Re: Proposal for the Direct Mapping

* Juan Sequeda <juanfederico@gmail.com> [2011-08-02 08:05-0500]
> Eric, all
> 
> This is my proposal. Just a few changes, and added subsections.
> 
>    PROPOSAL: that the English definition of the direct mapping be defined
> as:
> 
> [[
> 
> Section 3: The Direct Mapping
> 
> 
> The Direct Mapping is a formula for creating an RDF graph from the rows of
> all the tables in a database.
> 
> 
> A base IRI defines a web space for the labels in this graph; all labels are
> generated by appending to the base.
> 
> 
> The functions scalar and reference extract the scalar and reference
> attributes (those participating in a foreign key) respectively:
> 
> 
> dfn scalars: the attributes in a table which are NOT in any foreign key.
> 
> 
> dfn references: the attributes in a table's foreign keys.
> 
> 
> dfn non-unary references: the references for which the table's foreign key
> is NOT composed of a single attribute.
> 
> 
> Section 3.1: Generating Row Identifiers
> 
> 
> SQL table and attribute identifiers compose RDF IRIs in the direct graph.
> These identifiers are separated by the punctuation characters '#', ',', '/'
> and '='. All SQL identifiers are escaped following URL-encoding
> 
> <
> http://www.w3.org/TR/html5/association-of-controls-and-forms.html#url-encoded-form-data
> >
> 
> except that only the above punctuation and the characters not permitted in
> RDF IRIs are escaped.
> 
> 
> In the direct graph, there is an identifier for each row in a database
> table.

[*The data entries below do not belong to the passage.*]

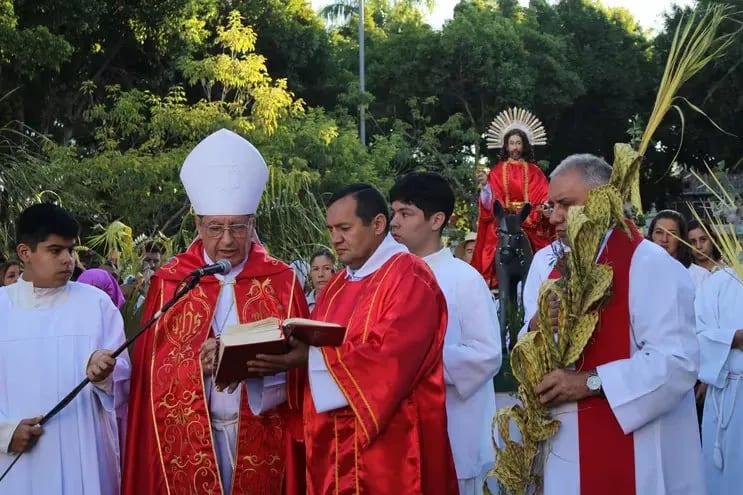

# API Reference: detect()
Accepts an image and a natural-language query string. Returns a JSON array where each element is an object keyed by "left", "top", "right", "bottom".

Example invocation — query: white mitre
[{"left": 181, "top": 129, "right": 268, "bottom": 216}]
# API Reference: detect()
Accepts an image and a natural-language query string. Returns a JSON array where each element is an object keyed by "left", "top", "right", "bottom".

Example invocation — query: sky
[{"left": 312, "top": 0, "right": 693, "bottom": 30}]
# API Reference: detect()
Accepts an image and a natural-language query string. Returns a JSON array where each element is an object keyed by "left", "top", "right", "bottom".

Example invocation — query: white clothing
[
  {"left": 480, "top": 184, "right": 493, "bottom": 211},
  {"left": 519, "top": 240, "right": 570, "bottom": 336},
  {"left": 694, "top": 268, "right": 743, "bottom": 495},
  {"left": 0, "top": 278, "right": 131, "bottom": 495},
  {"left": 423, "top": 248, "right": 502, "bottom": 482},
  {"left": 687, "top": 263, "right": 712, "bottom": 290},
  {"left": 204, "top": 251, "right": 286, "bottom": 493},
  {"left": 307, "top": 234, "right": 408, "bottom": 413},
  {"left": 524, "top": 240, "right": 704, "bottom": 495}
]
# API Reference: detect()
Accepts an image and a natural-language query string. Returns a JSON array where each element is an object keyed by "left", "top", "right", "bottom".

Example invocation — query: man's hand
[
  {"left": 246, "top": 337, "right": 309, "bottom": 376},
  {"left": 10, "top": 416, "right": 43, "bottom": 454},
  {"left": 536, "top": 370, "right": 597, "bottom": 407},
  {"left": 199, "top": 339, "right": 217, "bottom": 376},
  {"left": 475, "top": 168, "right": 490, "bottom": 187},
  {"left": 86, "top": 350, "right": 116, "bottom": 383}
]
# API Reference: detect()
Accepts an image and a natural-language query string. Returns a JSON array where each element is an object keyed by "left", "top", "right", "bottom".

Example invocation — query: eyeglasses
[{"left": 206, "top": 223, "right": 250, "bottom": 239}]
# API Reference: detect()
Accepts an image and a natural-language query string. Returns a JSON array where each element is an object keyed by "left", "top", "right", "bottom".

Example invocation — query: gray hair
[{"left": 550, "top": 153, "right": 612, "bottom": 189}]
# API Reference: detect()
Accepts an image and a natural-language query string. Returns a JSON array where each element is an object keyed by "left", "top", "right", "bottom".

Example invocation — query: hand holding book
[{"left": 212, "top": 318, "right": 346, "bottom": 386}]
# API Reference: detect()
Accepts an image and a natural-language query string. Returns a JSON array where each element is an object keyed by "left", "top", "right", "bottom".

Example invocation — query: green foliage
[{"left": 0, "top": 0, "right": 743, "bottom": 256}]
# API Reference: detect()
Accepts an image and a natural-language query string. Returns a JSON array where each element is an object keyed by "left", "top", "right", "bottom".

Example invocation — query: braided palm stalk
[{"left": 484, "top": 5, "right": 737, "bottom": 495}]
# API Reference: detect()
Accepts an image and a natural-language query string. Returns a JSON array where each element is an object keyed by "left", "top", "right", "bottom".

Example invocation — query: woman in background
[
  {"left": 647, "top": 210, "right": 710, "bottom": 289},
  {"left": 307, "top": 249, "right": 335, "bottom": 311}
]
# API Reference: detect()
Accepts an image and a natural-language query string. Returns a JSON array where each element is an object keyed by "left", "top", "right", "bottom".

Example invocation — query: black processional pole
[{"left": 0, "top": 270, "right": 205, "bottom": 483}]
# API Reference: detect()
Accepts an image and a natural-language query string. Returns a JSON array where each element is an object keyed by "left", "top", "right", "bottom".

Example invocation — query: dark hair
[
  {"left": 687, "top": 220, "right": 722, "bottom": 261},
  {"left": 16, "top": 203, "right": 80, "bottom": 251},
  {"left": 142, "top": 241, "right": 165, "bottom": 254},
  {"left": 645, "top": 210, "right": 692, "bottom": 268},
  {"left": 0, "top": 260, "right": 23, "bottom": 287},
  {"left": 77, "top": 248, "right": 103, "bottom": 268},
  {"left": 310, "top": 248, "right": 335, "bottom": 265},
  {"left": 500, "top": 129, "right": 536, "bottom": 163},
  {"left": 390, "top": 172, "right": 454, "bottom": 231},
  {"left": 327, "top": 182, "right": 390, "bottom": 231}
]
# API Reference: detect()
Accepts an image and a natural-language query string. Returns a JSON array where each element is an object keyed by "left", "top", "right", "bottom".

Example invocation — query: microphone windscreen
[{"left": 217, "top": 260, "right": 232, "bottom": 275}]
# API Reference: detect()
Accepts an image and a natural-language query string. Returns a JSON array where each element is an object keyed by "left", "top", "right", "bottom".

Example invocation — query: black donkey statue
[{"left": 493, "top": 200, "right": 534, "bottom": 392}]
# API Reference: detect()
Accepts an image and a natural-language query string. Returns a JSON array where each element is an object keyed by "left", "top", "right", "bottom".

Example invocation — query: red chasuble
[
  {"left": 305, "top": 253, "right": 458, "bottom": 495},
  {"left": 545, "top": 223, "right": 642, "bottom": 495},
  {"left": 122, "top": 242, "right": 308, "bottom": 495},
  {"left": 472, "top": 160, "right": 554, "bottom": 288}
]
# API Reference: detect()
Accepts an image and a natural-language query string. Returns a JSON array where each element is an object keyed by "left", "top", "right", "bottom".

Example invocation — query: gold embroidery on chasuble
[
  {"left": 151, "top": 287, "right": 222, "bottom": 495},
  {"left": 233, "top": 277, "right": 288, "bottom": 494},
  {"left": 240, "top": 277, "right": 288, "bottom": 323},
  {"left": 232, "top": 410, "right": 285, "bottom": 494}
]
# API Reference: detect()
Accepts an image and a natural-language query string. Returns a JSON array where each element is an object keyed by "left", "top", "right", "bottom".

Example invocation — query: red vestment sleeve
[
  {"left": 121, "top": 278, "right": 166, "bottom": 495},
  {"left": 283, "top": 276, "right": 310, "bottom": 495},
  {"left": 322, "top": 265, "right": 446, "bottom": 447}
]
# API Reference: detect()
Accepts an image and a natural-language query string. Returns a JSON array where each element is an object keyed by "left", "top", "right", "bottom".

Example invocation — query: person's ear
[{"left": 15, "top": 242, "right": 34, "bottom": 264}]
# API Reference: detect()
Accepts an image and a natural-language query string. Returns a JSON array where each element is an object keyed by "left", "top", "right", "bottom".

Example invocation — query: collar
[
  {"left": 423, "top": 247, "right": 454, "bottom": 267},
  {"left": 204, "top": 249, "right": 250, "bottom": 283},
  {"left": 6, "top": 275, "right": 70, "bottom": 308},
  {"left": 346, "top": 234, "right": 408, "bottom": 282}
]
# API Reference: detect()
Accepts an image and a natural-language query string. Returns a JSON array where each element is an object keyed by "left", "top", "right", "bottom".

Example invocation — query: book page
[
  {"left": 284, "top": 318, "right": 343, "bottom": 328},
  {"left": 219, "top": 318, "right": 284, "bottom": 346}
]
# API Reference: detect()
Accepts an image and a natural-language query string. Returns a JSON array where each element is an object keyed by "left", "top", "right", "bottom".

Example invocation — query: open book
[{"left": 214, "top": 318, "right": 346, "bottom": 384}]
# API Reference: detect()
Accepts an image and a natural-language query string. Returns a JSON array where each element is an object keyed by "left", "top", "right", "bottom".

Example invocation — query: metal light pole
[{"left": 359, "top": 0, "right": 366, "bottom": 145}]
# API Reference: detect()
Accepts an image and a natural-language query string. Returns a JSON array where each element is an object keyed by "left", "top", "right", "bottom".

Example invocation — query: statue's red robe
[
  {"left": 472, "top": 160, "right": 554, "bottom": 288},
  {"left": 122, "top": 242, "right": 308, "bottom": 495},
  {"left": 304, "top": 253, "right": 458, "bottom": 495}
]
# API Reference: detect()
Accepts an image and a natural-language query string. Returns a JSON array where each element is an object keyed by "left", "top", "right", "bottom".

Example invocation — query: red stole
[
  {"left": 550, "top": 228, "right": 642, "bottom": 495},
  {"left": 122, "top": 242, "right": 308, "bottom": 495}
]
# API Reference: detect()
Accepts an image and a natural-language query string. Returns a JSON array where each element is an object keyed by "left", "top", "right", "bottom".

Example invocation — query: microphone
[{"left": 190, "top": 260, "right": 232, "bottom": 277}]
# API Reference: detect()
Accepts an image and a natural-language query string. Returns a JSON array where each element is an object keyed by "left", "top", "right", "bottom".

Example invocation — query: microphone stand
[{"left": 0, "top": 274, "right": 201, "bottom": 483}]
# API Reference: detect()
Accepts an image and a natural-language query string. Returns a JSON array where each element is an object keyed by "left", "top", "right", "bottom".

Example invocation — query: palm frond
[{"left": 629, "top": 4, "right": 743, "bottom": 212}]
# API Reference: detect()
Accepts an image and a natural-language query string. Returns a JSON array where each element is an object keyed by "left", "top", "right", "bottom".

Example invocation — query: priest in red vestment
[
  {"left": 472, "top": 111, "right": 554, "bottom": 288},
  {"left": 122, "top": 130, "right": 308, "bottom": 495},
  {"left": 252, "top": 184, "right": 458, "bottom": 495},
  {"left": 525, "top": 154, "right": 711, "bottom": 495}
]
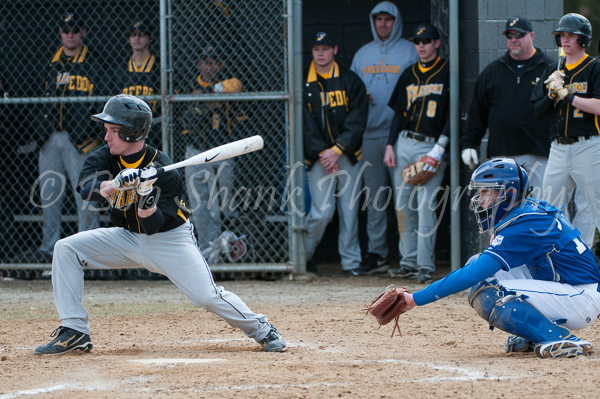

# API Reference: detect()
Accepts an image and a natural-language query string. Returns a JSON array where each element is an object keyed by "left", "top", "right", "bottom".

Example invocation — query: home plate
[{"left": 130, "top": 359, "right": 225, "bottom": 364}]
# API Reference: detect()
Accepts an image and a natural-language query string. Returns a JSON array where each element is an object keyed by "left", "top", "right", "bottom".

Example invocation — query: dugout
[{"left": 302, "top": 0, "right": 563, "bottom": 268}]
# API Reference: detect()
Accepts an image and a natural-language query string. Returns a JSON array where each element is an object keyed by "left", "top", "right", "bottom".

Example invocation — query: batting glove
[
  {"left": 461, "top": 148, "right": 479, "bottom": 169},
  {"left": 112, "top": 169, "right": 141, "bottom": 191},
  {"left": 136, "top": 167, "right": 158, "bottom": 197},
  {"left": 544, "top": 71, "right": 565, "bottom": 90},
  {"left": 423, "top": 143, "right": 446, "bottom": 172}
]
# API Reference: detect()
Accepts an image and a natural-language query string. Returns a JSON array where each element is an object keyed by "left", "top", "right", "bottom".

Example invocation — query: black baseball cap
[
  {"left": 312, "top": 32, "right": 335, "bottom": 47},
  {"left": 199, "top": 45, "right": 219, "bottom": 60},
  {"left": 127, "top": 20, "right": 152, "bottom": 36},
  {"left": 408, "top": 22, "right": 440, "bottom": 41},
  {"left": 502, "top": 17, "right": 533, "bottom": 35},
  {"left": 58, "top": 12, "right": 85, "bottom": 30}
]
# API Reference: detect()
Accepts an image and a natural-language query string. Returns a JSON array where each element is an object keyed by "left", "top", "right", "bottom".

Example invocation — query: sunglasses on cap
[
  {"left": 62, "top": 26, "right": 81, "bottom": 35},
  {"left": 505, "top": 32, "right": 527, "bottom": 39},
  {"left": 413, "top": 39, "right": 431, "bottom": 44},
  {"left": 127, "top": 30, "right": 150, "bottom": 37}
]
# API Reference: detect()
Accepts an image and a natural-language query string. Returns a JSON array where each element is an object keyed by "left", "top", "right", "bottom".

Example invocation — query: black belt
[
  {"left": 401, "top": 130, "right": 436, "bottom": 143},
  {"left": 552, "top": 136, "right": 592, "bottom": 145}
]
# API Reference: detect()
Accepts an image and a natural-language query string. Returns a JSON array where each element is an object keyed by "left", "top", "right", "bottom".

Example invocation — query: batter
[{"left": 34, "top": 94, "right": 286, "bottom": 355}]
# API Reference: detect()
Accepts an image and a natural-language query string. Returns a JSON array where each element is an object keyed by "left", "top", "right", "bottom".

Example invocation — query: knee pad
[
  {"left": 467, "top": 279, "right": 504, "bottom": 329},
  {"left": 488, "top": 295, "right": 571, "bottom": 343}
]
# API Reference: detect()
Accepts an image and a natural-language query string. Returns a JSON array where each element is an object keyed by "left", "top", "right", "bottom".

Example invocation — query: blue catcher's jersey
[{"left": 483, "top": 199, "right": 600, "bottom": 285}]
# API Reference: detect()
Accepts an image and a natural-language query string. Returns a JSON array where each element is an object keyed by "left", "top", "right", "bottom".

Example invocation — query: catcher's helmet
[
  {"left": 552, "top": 12, "right": 592, "bottom": 48},
  {"left": 92, "top": 94, "right": 152, "bottom": 143},
  {"left": 469, "top": 158, "right": 530, "bottom": 233}
]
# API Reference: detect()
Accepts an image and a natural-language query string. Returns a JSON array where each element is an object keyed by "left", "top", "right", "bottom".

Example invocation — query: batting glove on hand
[
  {"left": 544, "top": 71, "right": 565, "bottom": 90},
  {"left": 461, "top": 148, "right": 479, "bottom": 169},
  {"left": 423, "top": 143, "right": 446, "bottom": 172},
  {"left": 136, "top": 167, "right": 158, "bottom": 197},
  {"left": 112, "top": 169, "right": 142, "bottom": 191}
]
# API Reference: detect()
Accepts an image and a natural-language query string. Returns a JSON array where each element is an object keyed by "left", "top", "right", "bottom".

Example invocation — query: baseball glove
[
  {"left": 402, "top": 155, "right": 440, "bottom": 186},
  {"left": 366, "top": 285, "right": 408, "bottom": 338}
]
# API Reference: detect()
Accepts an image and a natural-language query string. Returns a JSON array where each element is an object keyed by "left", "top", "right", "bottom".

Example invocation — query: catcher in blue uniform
[{"left": 394, "top": 158, "right": 600, "bottom": 358}]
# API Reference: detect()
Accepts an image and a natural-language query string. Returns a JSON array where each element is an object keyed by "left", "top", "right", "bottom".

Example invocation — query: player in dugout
[
  {"left": 401, "top": 158, "right": 600, "bottom": 358},
  {"left": 34, "top": 94, "right": 286, "bottom": 355}
]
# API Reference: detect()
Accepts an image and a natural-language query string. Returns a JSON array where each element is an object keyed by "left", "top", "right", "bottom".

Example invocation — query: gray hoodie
[{"left": 350, "top": 1, "right": 419, "bottom": 139}]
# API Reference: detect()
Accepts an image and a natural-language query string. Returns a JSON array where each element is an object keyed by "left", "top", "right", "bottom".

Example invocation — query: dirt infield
[{"left": 0, "top": 270, "right": 600, "bottom": 399}]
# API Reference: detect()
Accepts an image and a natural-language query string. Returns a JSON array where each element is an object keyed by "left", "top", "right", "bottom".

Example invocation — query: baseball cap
[
  {"left": 502, "top": 17, "right": 533, "bottom": 35},
  {"left": 127, "top": 20, "right": 152, "bottom": 36},
  {"left": 312, "top": 32, "right": 335, "bottom": 47},
  {"left": 408, "top": 22, "right": 440, "bottom": 41},
  {"left": 58, "top": 12, "right": 85, "bottom": 30},
  {"left": 199, "top": 45, "right": 219, "bottom": 60}
]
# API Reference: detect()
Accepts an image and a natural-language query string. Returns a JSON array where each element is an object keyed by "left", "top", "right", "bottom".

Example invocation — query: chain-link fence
[{"left": 0, "top": 0, "right": 290, "bottom": 276}]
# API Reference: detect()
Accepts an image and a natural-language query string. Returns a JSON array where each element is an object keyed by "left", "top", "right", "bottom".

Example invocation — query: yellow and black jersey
[
  {"left": 388, "top": 57, "right": 450, "bottom": 138},
  {"left": 303, "top": 61, "right": 369, "bottom": 168},
  {"left": 43, "top": 46, "right": 101, "bottom": 148},
  {"left": 79, "top": 145, "right": 190, "bottom": 233},
  {"left": 120, "top": 54, "right": 160, "bottom": 115},
  {"left": 532, "top": 54, "right": 600, "bottom": 139}
]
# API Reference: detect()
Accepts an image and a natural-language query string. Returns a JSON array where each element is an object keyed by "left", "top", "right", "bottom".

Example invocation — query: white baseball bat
[{"left": 156, "top": 136, "right": 264, "bottom": 175}]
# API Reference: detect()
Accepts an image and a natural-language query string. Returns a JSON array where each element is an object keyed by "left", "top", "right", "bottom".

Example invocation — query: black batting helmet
[
  {"left": 552, "top": 12, "right": 592, "bottom": 48},
  {"left": 92, "top": 94, "right": 152, "bottom": 143}
]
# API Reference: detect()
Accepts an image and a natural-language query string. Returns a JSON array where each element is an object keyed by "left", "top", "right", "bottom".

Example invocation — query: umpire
[{"left": 461, "top": 17, "right": 556, "bottom": 194}]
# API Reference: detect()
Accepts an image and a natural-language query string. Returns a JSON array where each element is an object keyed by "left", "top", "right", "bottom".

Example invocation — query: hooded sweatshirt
[{"left": 350, "top": 1, "right": 419, "bottom": 140}]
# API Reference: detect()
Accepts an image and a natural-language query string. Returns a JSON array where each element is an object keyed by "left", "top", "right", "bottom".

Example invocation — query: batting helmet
[
  {"left": 552, "top": 12, "right": 592, "bottom": 48},
  {"left": 469, "top": 158, "right": 529, "bottom": 233},
  {"left": 92, "top": 94, "right": 152, "bottom": 143}
]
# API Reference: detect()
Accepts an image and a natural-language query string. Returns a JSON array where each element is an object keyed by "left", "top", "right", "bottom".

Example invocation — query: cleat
[
  {"left": 33, "top": 326, "right": 94, "bottom": 355},
  {"left": 259, "top": 326, "right": 286, "bottom": 352},
  {"left": 417, "top": 269, "right": 433, "bottom": 283},
  {"left": 504, "top": 335, "right": 535, "bottom": 353},
  {"left": 534, "top": 335, "right": 594, "bottom": 359},
  {"left": 388, "top": 266, "right": 418, "bottom": 278},
  {"left": 342, "top": 267, "right": 364, "bottom": 276}
]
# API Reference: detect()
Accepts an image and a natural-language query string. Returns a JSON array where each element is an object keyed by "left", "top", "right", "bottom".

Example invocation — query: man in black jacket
[
  {"left": 304, "top": 32, "right": 369, "bottom": 275},
  {"left": 461, "top": 17, "right": 556, "bottom": 196}
]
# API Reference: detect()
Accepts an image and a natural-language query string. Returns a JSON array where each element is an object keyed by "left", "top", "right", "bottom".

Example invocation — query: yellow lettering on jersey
[
  {"left": 362, "top": 60, "right": 400, "bottom": 76},
  {"left": 406, "top": 83, "right": 444, "bottom": 109},
  {"left": 109, "top": 190, "right": 138, "bottom": 209},
  {"left": 59, "top": 73, "right": 93, "bottom": 94},
  {"left": 565, "top": 82, "right": 587, "bottom": 93},
  {"left": 321, "top": 90, "right": 348, "bottom": 107}
]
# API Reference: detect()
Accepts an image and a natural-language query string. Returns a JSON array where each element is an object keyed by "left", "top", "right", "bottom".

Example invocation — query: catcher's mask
[
  {"left": 469, "top": 158, "right": 530, "bottom": 233},
  {"left": 91, "top": 94, "right": 152, "bottom": 143},
  {"left": 552, "top": 12, "right": 592, "bottom": 48}
]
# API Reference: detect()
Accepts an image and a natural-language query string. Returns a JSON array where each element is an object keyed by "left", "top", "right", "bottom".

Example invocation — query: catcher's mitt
[
  {"left": 402, "top": 155, "right": 440, "bottom": 186},
  {"left": 366, "top": 285, "right": 408, "bottom": 337}
]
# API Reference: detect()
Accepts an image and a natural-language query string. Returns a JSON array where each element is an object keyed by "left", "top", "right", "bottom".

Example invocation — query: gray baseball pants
[
  {"left": 305, "top": 155, "right": 361, "bottom": 270},
  {"left": 392, "top": 135, "right": 446, "bottom": 272},
  {"left": 543, "top": 136, "right": 600, "bottom": 246},
  {"left": 52, "top": 221, "right": 271, "bottom": 342},
  {"left": 362, "top": 137, "right": 392, "bottom": 258}
]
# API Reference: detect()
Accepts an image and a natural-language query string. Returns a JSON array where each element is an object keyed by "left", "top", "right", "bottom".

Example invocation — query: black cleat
[
  {"left": 33, "top": 326, "right": 94, "bottom": 355},
  {"left": 259, "top": 326, "right": 287, "bottom": 352}
]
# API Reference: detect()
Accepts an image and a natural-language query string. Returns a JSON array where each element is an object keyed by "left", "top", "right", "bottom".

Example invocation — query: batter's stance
[
  {"left": 396, "top": 158, "right": 600, "bottom": 358},
  {"left": 34, "top": 94, "right": 286, "bottom": 355}
]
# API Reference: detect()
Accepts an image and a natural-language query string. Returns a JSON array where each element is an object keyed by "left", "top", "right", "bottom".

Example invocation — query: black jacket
[
  {"left": 461, "top": 48, "right": 555, "bottom": 158},
  {"left": 304, "top": 62, "right": 369, "bottom": 168}
]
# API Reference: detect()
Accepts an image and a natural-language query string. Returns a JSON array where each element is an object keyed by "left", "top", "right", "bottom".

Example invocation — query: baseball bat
[
  {"left": 156, "top": 136, "right": 264, "bottom": 175},
  {"left": 556, "top": 47, "right": 567, "bottom": 71}
]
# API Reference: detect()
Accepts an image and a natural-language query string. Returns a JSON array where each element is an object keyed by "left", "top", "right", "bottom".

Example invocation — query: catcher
[
  {"left": 371, "top": 158, "right": 600, "bottom": 358},
  {"left": 383, "top": 23, "right": 449, "bottom": 283}
]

If the row is in a table with a primary key, this is formed from the
> table name and the attribute names and values of each attribute in the
> primary key. If there is no primary key for the table, the row identifier is
> a fresh blank node:
> 
> 
> dfn row identifier:
> 
> 
>   if the table has a primary key with attributes, the relative IRI for
> 
>   the row identifier is the concatenation of the table name, '/', and
> 
>   a ','-separated concatenation of each attribute name, '=', and the
> 
>   attribute value.
> 
> 
>   if the table has no primary key, the row identifier is a fresh blank
> 
>   node.
> 
> 
> A (potentially unary) list of attribute names in a table form a
> 
> property IRI:
> 
> 
> dfn property IRI: the concationation of the table name, '/', and a
> 
>   ','-separated concatonation of each attribute name, and a '#' at
> 
>   the end of the property IRI.
> 
> 
> Section 3.2: Mapping database values to RDF Literals
> 
> 
> The values in a row are mapped to RDF literals:
> 
> 
> dfn literal map: a mapping from a SQL value with a datatype to an RDF
> 
>   literal with and XML Schema datatype where the RDF literal has a
> 
>   lexical value equivalent to the SQL lexical value and the datatype
> 
>   mapping is found in this table:
> 
> 
> SQL     XSD datatype
> 
> ___     ____________
> 
> INT     http://www.w3.org/TR/xmlschema-2/#integer
> 
> FLOAT   http://www.w3.org/TR/xmlschema-2/#float
> 
> DATE    http://www.w3.org/TR/xmlschema-2/#date
> 
> TIME    http://www.w3.org/TR/xmlschema-2/#time
> 
> TIMESTAMP       http://www.w3.org/TR/xmlschema-2/#dateTime
> 
> CHAR    plain literal
> 
> VARCHAR plain literal
> 
> STRING  plain literal
> 
> 
> Section 3.3: Generating RDF Triples
> 
> 
> The Direct Mapping is defined by a set of mapping functions from table
> 
> rows to RDF triples:
> 
> 
> dfn direct mapping: the set of RDF triples produced by invoking the <table
> mapping> on each table in a database.
> 
> 
> dfn table mapping: the set of RDF triples created by invoking the <row
> mapping> on each row in a table.
> 
> 
> dfn row mapping: using a Row Identifier S for each row,
> 
>  the type triple:
> 
>    (S, rdf:type, <table type>)
> 
>  plus the scalar triples:
> 
>    for each attribute in the list of <scalars> where the attribute value is
> non-NULL:
> 
>      (S, the <property IRI> for the attribute, the <literal map> for the
> attribute value).
> 
>  plus the reference triples:
> 
>    for each list of attributes in the <non-unary references> where none of
> the attribute values are NULL:
> 
>      (S, the <property IRI> for the attributes, the <row identifier> for the
> referenced triple)
> 
> ]]

Thank you for the careful review and for correcting typos.
Ingoring whitespace, I see:

  • added numbered section headings:
    I propose that we first agree on the definition and do markup
    separately.

  • my precious typos were corrected.
    I can live without them.

  • re-ordered dfn references: and dfn scalars:
    sure.

  • DM is for "all the tables in a database"
    I debated this; I didn't want to be alarm folks who would think
    they'd have to expose everything if they didn't want to. The
    alternative is to parametrize; neither is terribly attractive. I
    guess "all tables" is fine.

  • s/an SQL/a SQL/
    This depends on whether you call it "S Q L" or "sequal". The SQL
    spec uses "an", e.g. "Effects of SQL-statements in an SQL-transaction".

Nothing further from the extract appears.